American musician and pianist

Ford Lee "Buck" Washington (October 16, 1903 – January 31, 1955) was an American vaudeville performer, pianist, and singer. He was best known as half of the duo Buck and Bubbles, who were the first black artists to appear on television, with John W. Bubbles, his performance partner for 40 years.

== Career ==
Washington was born in Louisville, Kentucky. He and Bubbles (born John W. Sublett) first began working together in the 1910s, while Washington was in his teens. Their duo was known as "Buck and Bubbles." Bubbles was primarily a tap dancer while Washington sang and played stride piano. They were so popular that the duo moved to Manhattan, New York City in September 1919. By the late 1920s they were on Broadway. They played together in the Columbia Theater and the Palace, performing with Eddie Cantor, Al Jolson, and Danny Kaye. They were on the Ziegfeld Follies of 1931. They also became the first black artists to perform at the Radio City Music Hall. They toured Europe in the 1930s and appeared on television and in films, including Calling All Stars (1937) and Cabin in the Sky (1942). The Buck and Bubbles act was represented by Nat Nazarro. "Buck and Bubbles" performed live in the first scheduled 'high definition' (240-line) television program on November 2, 1936, at Alexandra Palace, London, for the BBC, becoming the first black artists on television anywhere in the world. In 1927, when Buck and Bubbles were performing at the Sunset Café, Buck developed a working relationship and friendship with Louis Armstrong.
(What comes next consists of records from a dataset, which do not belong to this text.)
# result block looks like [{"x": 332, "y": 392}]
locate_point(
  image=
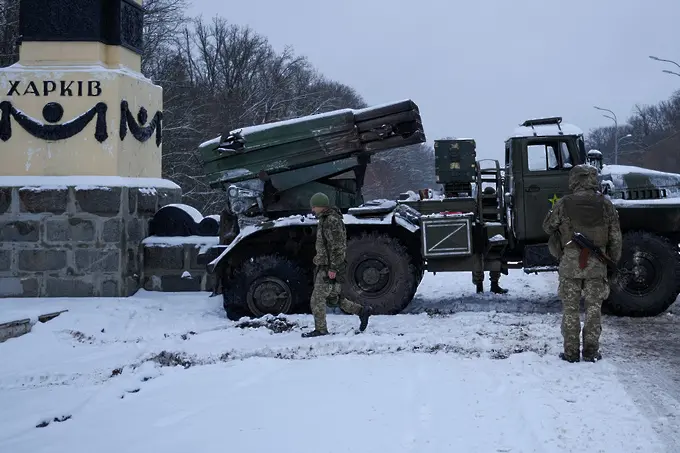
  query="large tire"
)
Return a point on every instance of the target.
[
  {"x": 267, "y": 284},
  {"x": 380, "y": 273},
  {"x": 654, "y": 283}
]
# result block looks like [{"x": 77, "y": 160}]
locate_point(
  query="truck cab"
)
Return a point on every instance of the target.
[{"x": 538, "y": 157}]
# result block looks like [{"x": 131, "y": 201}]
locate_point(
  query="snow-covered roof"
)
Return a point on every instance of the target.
[
  {"x": 85, "y": 182},
  {"x": 626, "y": 169},
  {"x": 545, "y": 130}
]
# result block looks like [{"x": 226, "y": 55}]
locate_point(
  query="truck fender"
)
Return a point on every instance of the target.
[{"x": 396, "y": 217}]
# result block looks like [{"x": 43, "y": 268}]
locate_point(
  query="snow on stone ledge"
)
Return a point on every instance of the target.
[
  {"x": 173, "y": 241},
  {"x": 84, "y": 182},
  {"x": 626, "y": 169}
]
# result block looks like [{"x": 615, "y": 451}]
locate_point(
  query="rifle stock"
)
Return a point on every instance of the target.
[{"x": 585, "y": 243}]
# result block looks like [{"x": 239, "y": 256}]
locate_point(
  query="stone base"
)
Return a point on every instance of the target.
[
  {"x": 65, "y": 237},
  {"x": 174, "y": 264}
]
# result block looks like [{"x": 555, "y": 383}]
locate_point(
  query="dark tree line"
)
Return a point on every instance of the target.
[
  {"x": 218, "y": 76},
  {"x": 654, "y": 140}
]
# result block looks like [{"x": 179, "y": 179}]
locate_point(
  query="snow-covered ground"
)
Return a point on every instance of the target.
[{"x": 169, "y": 373}]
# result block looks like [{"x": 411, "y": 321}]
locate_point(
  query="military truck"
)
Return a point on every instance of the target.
[{"x": 266, "y": 266}]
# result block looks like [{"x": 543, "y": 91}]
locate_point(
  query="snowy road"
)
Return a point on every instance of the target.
[{"x": 171, "y": 374}]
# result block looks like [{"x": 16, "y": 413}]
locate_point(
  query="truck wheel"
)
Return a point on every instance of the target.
[
  {"x": 267, "y": 284},
  {"x": 379, "y": 273},
  {"x": 654, "y": 283}
]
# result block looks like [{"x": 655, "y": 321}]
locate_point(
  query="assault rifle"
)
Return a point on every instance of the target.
[{"x": 586, "y": 245}]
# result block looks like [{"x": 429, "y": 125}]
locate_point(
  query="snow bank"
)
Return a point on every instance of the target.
[
  {"x": 168, "y": 372},
  {"x": 84, "y": 182},
  {"x": 637, "y": 177}
]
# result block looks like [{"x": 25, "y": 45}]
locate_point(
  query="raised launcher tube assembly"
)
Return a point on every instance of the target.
[{"x": 271, "y": 170}]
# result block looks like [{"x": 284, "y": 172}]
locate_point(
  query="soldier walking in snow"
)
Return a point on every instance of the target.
[
  {"x": 590, "y": 213},
  {"x": 331, "y": 245}
]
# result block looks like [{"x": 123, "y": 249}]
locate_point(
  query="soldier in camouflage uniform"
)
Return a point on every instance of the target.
[
  {"x": 478, "y": 272},
  {"x": 331, "y": 245},
  {"x": 590, "y": 213}
]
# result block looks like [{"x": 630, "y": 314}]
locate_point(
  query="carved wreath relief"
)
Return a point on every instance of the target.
[{"x": 53, "y": 112}]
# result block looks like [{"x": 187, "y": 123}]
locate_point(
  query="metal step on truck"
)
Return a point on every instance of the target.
[{"x": 264, "y": 260}]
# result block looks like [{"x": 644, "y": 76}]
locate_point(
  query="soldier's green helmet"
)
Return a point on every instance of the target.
[{"x": 319, "y": 200}]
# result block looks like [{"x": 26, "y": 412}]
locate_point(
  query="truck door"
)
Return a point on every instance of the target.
[{"x": 546, "y": 166}]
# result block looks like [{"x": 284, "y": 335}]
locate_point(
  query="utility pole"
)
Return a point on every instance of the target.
[
  {"x": 666, "y": 61},
  {"x": 616, "y": 132}
]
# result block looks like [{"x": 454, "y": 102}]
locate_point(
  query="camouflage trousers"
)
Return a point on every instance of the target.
[
  {"x": 327, "y": 293},
  {"x": 478, "y": 276},
  {"x": 594, "y": 290},
  {"x": 478, "y": 271}
]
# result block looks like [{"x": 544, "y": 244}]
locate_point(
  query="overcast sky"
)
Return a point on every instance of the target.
[{"x": 477, "y": 69}]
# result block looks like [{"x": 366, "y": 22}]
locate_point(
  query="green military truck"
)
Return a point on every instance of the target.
[{"x": 270, "y": 171}]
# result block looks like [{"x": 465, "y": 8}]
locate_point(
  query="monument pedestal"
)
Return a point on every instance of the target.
[
  {"x": 75, "y": 236},
  {"x": 80, "y": 147}
]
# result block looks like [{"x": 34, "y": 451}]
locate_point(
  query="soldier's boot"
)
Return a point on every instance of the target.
[
  {"x": 496, "y": 289},
  {"x": 590, "y": 355},
  {"x": 366, "y": 312},
  {"x": 314, "y": 333},
  {"x": 571, "y": 358}
]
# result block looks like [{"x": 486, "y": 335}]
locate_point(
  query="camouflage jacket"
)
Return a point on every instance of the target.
[
  {"x": 595, "y": 209},
  {"x": 331, "y": 241}
]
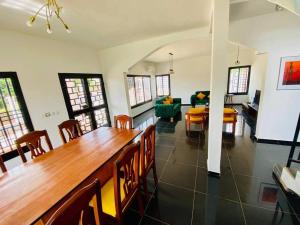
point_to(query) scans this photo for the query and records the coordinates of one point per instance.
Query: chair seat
(196, 119)
(228, 119)
(196, 110)
(108, 197)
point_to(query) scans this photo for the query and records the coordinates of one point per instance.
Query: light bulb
(68, 29)
(29, 23)
(49, 31)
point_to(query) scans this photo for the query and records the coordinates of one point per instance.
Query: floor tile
(186, 156)
(255, 216)
(211, 210)
(261, 193)
(222, 186)
(180, 175)
(172, 205)
(162, 152)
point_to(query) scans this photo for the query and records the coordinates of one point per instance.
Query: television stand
(250, 111)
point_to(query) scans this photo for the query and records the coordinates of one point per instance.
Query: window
(162, 85)
(139, 89)
(238, 80)
(85, 99)
(14, 117)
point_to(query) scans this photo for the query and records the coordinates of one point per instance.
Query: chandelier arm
(40, 9)
(60, 19)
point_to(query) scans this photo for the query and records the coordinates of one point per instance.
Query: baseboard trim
(143, 112)
(185, 104)
(213, 174)
(276, 142)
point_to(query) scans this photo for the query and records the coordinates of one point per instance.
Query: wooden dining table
(30, 192)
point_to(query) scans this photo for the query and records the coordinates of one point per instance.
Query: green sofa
(196, 101)
(167, 111)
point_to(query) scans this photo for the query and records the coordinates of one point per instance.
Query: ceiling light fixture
(171, 70)
(52, 9)
(237, 62)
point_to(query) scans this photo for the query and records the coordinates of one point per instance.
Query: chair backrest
(126, 165)
(147, 153)
(76, 209)
(123, 122)
(2, 165)
(72, 128)
(33, 141)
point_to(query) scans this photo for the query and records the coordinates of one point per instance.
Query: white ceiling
(106, 23)
(241, 9)
(187, 49)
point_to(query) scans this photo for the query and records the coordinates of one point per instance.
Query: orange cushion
(201, 96)
(196, 110)
(229, 110)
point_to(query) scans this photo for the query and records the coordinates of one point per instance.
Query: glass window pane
(159, 86)
(12, 125)
(233, 80)
(76, 94)
(166, 84)
(101, 117)
(147, 88)
(131, 91)
(139, 90)
(96, 93)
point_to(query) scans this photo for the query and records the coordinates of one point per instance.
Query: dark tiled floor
(246, 192)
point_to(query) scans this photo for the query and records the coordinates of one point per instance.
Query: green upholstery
(167, 111)
(197, 101)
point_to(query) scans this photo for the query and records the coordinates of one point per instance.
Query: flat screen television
(256, 97)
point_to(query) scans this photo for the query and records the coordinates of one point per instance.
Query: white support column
(220, 26)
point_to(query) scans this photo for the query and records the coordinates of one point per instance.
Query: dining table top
(31, 189)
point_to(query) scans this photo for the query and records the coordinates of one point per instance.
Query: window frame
(23, 108)
(91, 108)
(169, 80)
(145, 102)
(248, 81)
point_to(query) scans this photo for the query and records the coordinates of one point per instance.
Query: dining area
(91, 178)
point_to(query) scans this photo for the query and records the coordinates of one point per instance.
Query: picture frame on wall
(289, 73)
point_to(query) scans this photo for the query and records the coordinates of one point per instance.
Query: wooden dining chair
(230, 117)
(2, 165)
(195, 116)
(33, 141)
(72, 128)
(118, 193)
(147, 157)
(123, 122)
(77, 210)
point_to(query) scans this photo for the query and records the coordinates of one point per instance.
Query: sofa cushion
(201, 96)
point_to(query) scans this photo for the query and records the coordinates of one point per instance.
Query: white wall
(278, 35)
(258, 74)
(37, 62)
(193, 74)
(143, 68)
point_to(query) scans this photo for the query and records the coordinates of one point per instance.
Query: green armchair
(167, 111)
(196, 101)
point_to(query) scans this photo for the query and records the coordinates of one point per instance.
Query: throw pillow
(201, 96)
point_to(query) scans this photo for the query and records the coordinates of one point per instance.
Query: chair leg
(140, 203)
(155, 174)
(145, 186)
(233, 128)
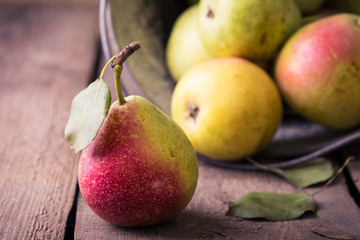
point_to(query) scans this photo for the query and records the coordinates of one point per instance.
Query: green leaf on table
(88, 111)
(307, 173)
(272, 206)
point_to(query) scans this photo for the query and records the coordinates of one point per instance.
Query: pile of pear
(239, 64)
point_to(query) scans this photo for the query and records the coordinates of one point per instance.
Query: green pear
(309, 6)
(140, 169)
(252, 29)
(184, 48)
(318, 71)
(228, 107)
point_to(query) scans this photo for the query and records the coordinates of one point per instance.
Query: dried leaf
(307, 173)
(272, 206)
(88, 111)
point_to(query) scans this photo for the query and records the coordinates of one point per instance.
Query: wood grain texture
(46, 56)
(205, 218)
(353, 149)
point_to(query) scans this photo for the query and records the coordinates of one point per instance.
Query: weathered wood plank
(46, 56)
(205, 218)
(353, 149)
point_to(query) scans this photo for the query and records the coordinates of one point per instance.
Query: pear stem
(117, 62)
(349, 159)
(117, 73)
(106, 65)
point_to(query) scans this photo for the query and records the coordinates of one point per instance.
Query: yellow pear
(184, 48)
(228, 107)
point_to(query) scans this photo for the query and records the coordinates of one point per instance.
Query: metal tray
(145, 74)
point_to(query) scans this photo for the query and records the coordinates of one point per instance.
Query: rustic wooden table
(48, 53)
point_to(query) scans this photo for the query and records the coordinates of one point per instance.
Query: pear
(318, 71)
(140, 169)
(184, 48)
(252, 29)
(229, 108)
(309, 6)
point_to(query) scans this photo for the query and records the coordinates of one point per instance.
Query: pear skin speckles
(139, 170)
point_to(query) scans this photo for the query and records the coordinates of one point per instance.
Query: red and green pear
(137, 166)
(252, 29)
(141, 169)
(318, 71)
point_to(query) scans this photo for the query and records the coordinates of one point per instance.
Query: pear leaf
(272, 206)
(88, 111)
(307, 173)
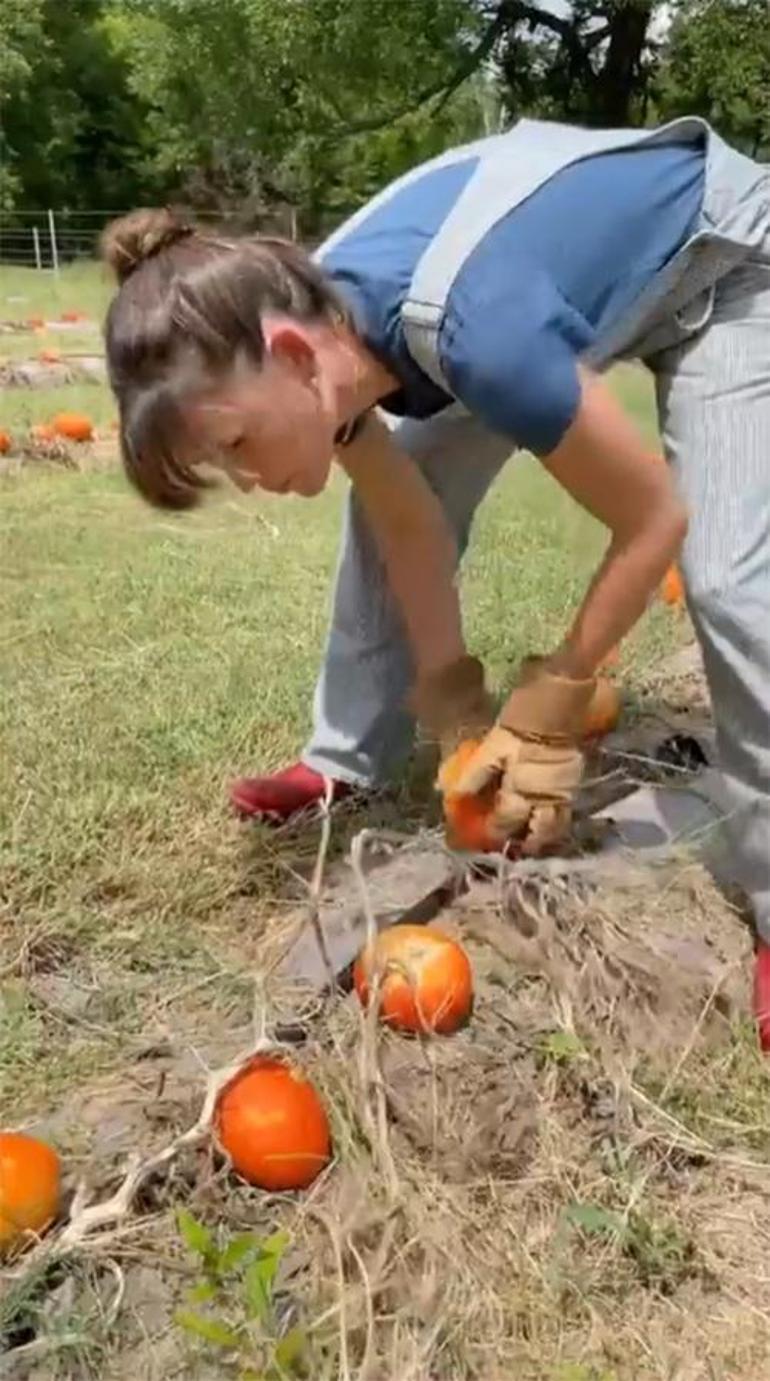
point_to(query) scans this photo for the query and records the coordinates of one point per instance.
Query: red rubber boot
(283, 794)
(762, 995)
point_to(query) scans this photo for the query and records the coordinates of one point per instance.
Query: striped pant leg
(714, 399)
(360, 727)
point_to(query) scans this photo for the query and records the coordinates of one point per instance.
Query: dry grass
(580, 1177)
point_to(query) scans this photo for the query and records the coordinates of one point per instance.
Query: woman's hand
(533, 760)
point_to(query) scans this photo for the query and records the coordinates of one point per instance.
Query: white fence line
(47, 238)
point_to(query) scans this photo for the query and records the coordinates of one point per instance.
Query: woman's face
(271, 427)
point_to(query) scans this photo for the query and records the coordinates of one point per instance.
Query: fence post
(54, 246)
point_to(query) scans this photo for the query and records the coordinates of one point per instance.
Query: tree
(718, 65)
(73, 131)
(261, 100)
(20, 37)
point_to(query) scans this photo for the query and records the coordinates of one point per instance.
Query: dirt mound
(554, 1182)
(39, 373)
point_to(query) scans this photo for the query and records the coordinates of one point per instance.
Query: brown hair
(188, 304)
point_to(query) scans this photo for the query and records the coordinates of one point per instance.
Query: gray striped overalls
(703, 326)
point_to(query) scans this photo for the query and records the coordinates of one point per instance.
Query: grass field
(145, 659)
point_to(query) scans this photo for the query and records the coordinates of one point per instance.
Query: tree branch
(445, 89)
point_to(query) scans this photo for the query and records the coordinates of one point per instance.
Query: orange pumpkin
(467, 816)
(427, 981)
(272, 1124)
(29, 1186)
(672, 588)
(42, 431)
(603, 710)
(73, 426)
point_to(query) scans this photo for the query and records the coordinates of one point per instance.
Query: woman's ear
(287, 343)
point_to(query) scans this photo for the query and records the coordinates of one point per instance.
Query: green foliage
(233, 1302)
(308, 107)
(327, 73)
(562, 1048)
(661, 1254)
(718, 65)
(73, 133)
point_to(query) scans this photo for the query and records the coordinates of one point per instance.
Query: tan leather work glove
(453, 705)
(531, 754)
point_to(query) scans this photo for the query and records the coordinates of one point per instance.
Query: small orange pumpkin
(427, 981)
(467, 816)
(42, 431)
(603, 710)
(73, 426)
(672, 587)
(29, 1186)
(272, 1124)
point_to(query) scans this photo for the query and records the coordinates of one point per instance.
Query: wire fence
(46, 239)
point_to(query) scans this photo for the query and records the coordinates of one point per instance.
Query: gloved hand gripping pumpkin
(530, 757)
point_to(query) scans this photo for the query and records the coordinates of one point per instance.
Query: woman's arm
(416, 543)
(606, 467)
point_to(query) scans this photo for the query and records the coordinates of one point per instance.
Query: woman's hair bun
(133, 239)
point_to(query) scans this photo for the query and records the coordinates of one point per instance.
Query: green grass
(146, 659)
(82, 287)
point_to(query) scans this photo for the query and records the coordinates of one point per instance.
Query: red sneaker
(762, 995)
(284, 793)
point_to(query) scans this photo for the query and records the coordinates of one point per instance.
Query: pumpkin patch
(425, 979)
(29, 1188)
(272, 1124)
(73, 426)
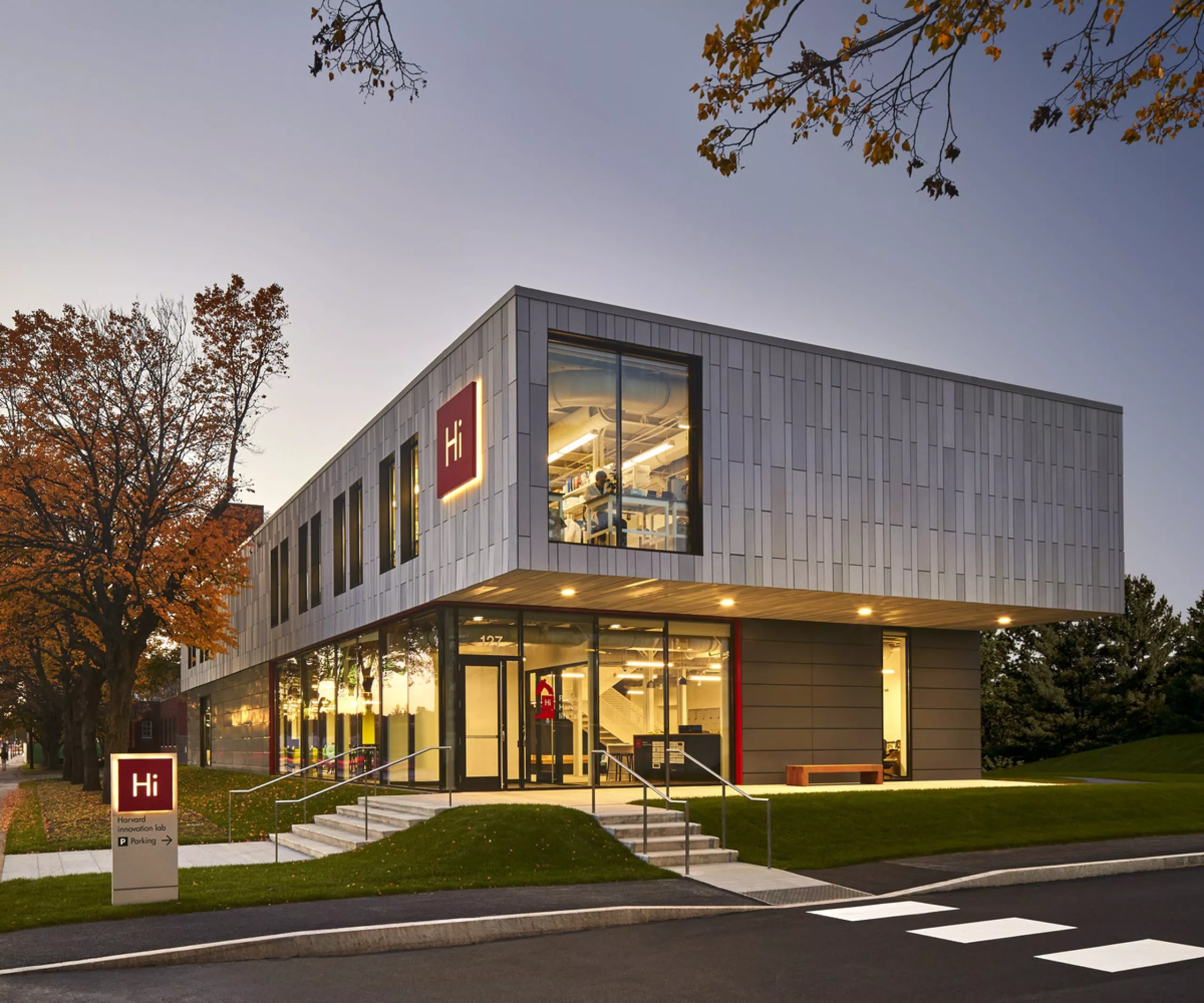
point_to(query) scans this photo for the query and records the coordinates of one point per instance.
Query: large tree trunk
(89, 707)
(70, 725)
(117, 719)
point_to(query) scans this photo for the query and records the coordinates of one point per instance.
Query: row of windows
(398, 518)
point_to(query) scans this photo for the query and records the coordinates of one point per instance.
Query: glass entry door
(484, 727)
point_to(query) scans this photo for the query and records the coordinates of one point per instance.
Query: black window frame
(274, 576)
(340, 541)
(316, 560)
(387, 512)
(285, 579)
(356, 534)
(302, 568)
(694, 395)
(407, 500)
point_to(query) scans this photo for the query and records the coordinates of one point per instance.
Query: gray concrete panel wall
(947, 738)
(812, 694)
(463, 541)
(835, 473)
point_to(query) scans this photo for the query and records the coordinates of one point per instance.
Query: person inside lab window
(601, 518)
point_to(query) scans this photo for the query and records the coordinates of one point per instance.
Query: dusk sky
(156, 149)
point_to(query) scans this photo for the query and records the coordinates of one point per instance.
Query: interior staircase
(343, 830)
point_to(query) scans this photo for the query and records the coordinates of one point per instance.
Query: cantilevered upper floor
(570, 453)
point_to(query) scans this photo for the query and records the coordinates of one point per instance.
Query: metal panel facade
(822, 471)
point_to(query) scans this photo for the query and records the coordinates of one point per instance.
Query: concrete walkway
(102, 861)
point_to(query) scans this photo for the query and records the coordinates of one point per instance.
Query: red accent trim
(738, 703)
(274, 701)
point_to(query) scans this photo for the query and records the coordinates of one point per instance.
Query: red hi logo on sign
(143, 784)
(458, 429)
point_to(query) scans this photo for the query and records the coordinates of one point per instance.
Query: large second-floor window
(340, 545)
(356, 533)
(623, 445)
(407, 501)
(387, 514)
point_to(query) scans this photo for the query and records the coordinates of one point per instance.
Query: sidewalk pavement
(80, 941)
(890, 876)
(102, 861)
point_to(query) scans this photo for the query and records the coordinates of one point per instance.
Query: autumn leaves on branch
(121, 435)
(890, 75)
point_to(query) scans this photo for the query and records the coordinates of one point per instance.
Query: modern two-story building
(586, 527)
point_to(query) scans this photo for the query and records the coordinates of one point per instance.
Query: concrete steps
(343, 830)
(666, 836)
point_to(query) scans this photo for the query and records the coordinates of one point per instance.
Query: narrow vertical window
(407, 501)
(285, 581)
(896, 752)
(340, 545)
(316, 560)
(276, 585)
(356, 530)
(304, 568)
(387, 516)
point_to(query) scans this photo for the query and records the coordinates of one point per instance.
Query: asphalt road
(785, 954)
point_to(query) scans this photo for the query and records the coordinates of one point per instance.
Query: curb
(390, 937)
(1056, 872)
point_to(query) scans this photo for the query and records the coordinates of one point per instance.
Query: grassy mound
(837, 829)
(491, 845)
(1178, 754)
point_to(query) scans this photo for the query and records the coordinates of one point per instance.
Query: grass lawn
(832, 830)
(491, 845)
(53, 814)
(1170, 754)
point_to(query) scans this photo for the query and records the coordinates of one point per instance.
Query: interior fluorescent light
(648, 454)
(577, 443)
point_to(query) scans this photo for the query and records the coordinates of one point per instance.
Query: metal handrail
(278, 802)
(768, 818)
(658, 791)
(291, 776)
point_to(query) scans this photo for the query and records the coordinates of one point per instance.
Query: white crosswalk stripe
(990, 930)
(883, 911)
(1127, 955)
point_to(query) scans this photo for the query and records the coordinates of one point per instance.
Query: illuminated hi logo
(458, 430)
(453, 443)
(150, 787)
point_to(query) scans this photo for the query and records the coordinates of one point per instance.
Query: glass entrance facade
(522, 697)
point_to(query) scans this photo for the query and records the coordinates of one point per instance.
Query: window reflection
(619, 450)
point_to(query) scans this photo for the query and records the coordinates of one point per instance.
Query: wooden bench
(800, 776)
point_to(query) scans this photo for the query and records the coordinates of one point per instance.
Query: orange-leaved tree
(121, 435)
(890, 79)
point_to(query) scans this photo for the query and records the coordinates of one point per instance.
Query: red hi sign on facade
(145, 784)
(458, 431)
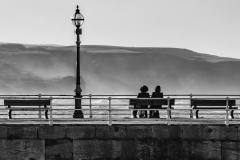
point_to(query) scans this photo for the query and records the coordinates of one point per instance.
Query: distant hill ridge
(114, 70)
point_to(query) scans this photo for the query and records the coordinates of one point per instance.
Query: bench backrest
(11, 102)
(216, 102)
(151, 102)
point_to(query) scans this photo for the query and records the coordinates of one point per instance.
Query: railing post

As a pianist, Washington also did sessions with jazz musicians such as Louis Armstrong (1930), Bessie Smith (1933), and Coleman Hawkins (1934). In November 1933 Washington played the piano on "Your Mother's Son-In-Law", Billie Holiday's first recording. He also played trumpet, though he only made home recordings on the instrument. He continued working with Bubbles until 1953, and in 1953-1954 worked with Timmie Rogers and Jonah Jones. He died on January 31, 1955, in New York City.

== Family ==
On August 23, 1927, in Chicago, Washington married Flash Amber Vincson (1902–1975). One of her younger sisters, Bobbie Vincent (née Bobbye Vincson; 1906–1978), was a singer and dancer who performed in the 1925 production of Chocolate Kiddies during its inaugural European tour.